A 31-year-old seeker finds peace of mind by bailing on what was advertised as the ultimate self-awareness experience — a 10-day ‘silent meditation’ retreat by a famous guru
GUEST COLUMN BY MICAL AKULLIAN — It was the morning of Day 5 of my ten-day Vipassana retreat in the Sierra Mountains.
In the ancient language, Sanskrit, “vipassana” literally means “seeing deeply.” In 2010 California, it means a group of 20-odd people gathering in a secluded summer-camp setting. Our purpose: to sit in meditation for ten days, specifically not communicating with each other. No talking is allowed – not to the guy sitting beside you at mealtime – or even to yourself. Silent night? Try silent night and day. It’s kind of like the spiritual equivalent of discipline-testing reality shows like, Survivor.

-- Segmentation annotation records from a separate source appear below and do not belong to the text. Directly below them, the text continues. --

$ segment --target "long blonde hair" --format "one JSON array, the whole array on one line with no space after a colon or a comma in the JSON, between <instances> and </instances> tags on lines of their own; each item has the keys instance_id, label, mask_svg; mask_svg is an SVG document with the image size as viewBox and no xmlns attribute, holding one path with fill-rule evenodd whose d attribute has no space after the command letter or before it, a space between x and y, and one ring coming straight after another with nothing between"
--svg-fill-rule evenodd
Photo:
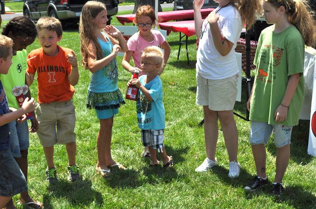
<instances>
[{"instance_id":1,"label":"long blonde hair","mask_svg":"<svg viewBox=\"0 0 316 209\"><path fill-rule=\"evenodd\" d=\"M246 23L248 29L251 28L257 15L261 14L261 0L230 0L230 2L241 16L243 25Z\"/></svg>"},{"instance_id":2,"label":"long blonde hair","mask_svg":"<svg viewBox=\"0 0 316 209\"><path fill-rule=\"evenodd\" d=\"M264 0L277 9L285 8L289 21L296 27L306 46L314 46L316 43L316 21L315 13L305 0Z\"/></svg>"},{"instance_id":3,"label":"long blonde hair","mask_svg":"<svg viewBox=\"0 0 316 209\"><path fill-rule=\"evenodd\" d=\"M89 50L89 43L92 41L97 48L97 55L99 59L103 58L103 53L101 47L98 42L98 39L94 34L93 30L93 20L98 15L104 10L106 10L105 4L100 1L91 0L87 1L83 6L80 17L79 25L79 34L80 34L80 41L81 52L82 59L81 66L85 69L88 69L88 55L93 55ZM95 57L95 60L97 57Z\"/></svg>"}]
</instances>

The California challenge I enrolled in was organized by the contemporary Indian guru, S.N. Goenka. Explained via video at the beginning of the retreat, Goenka relayed to us via a pre-taped lecture that the mind is like an infected wound, and as you cut it open, the puss begins to rise to the surface. That puss is our chattering monkey-mind, which is a reaction to pain. Through meditation, we learn to train the mind like you would an animal.
This is all fine and good, except that if you kept any animal in a cramped cage for 10 days it’s bound to get a little pissy. My revolting mind seemed less like puss rising to the surface, and more like a wake up call from my own intuition. It kept asking, “Say what?”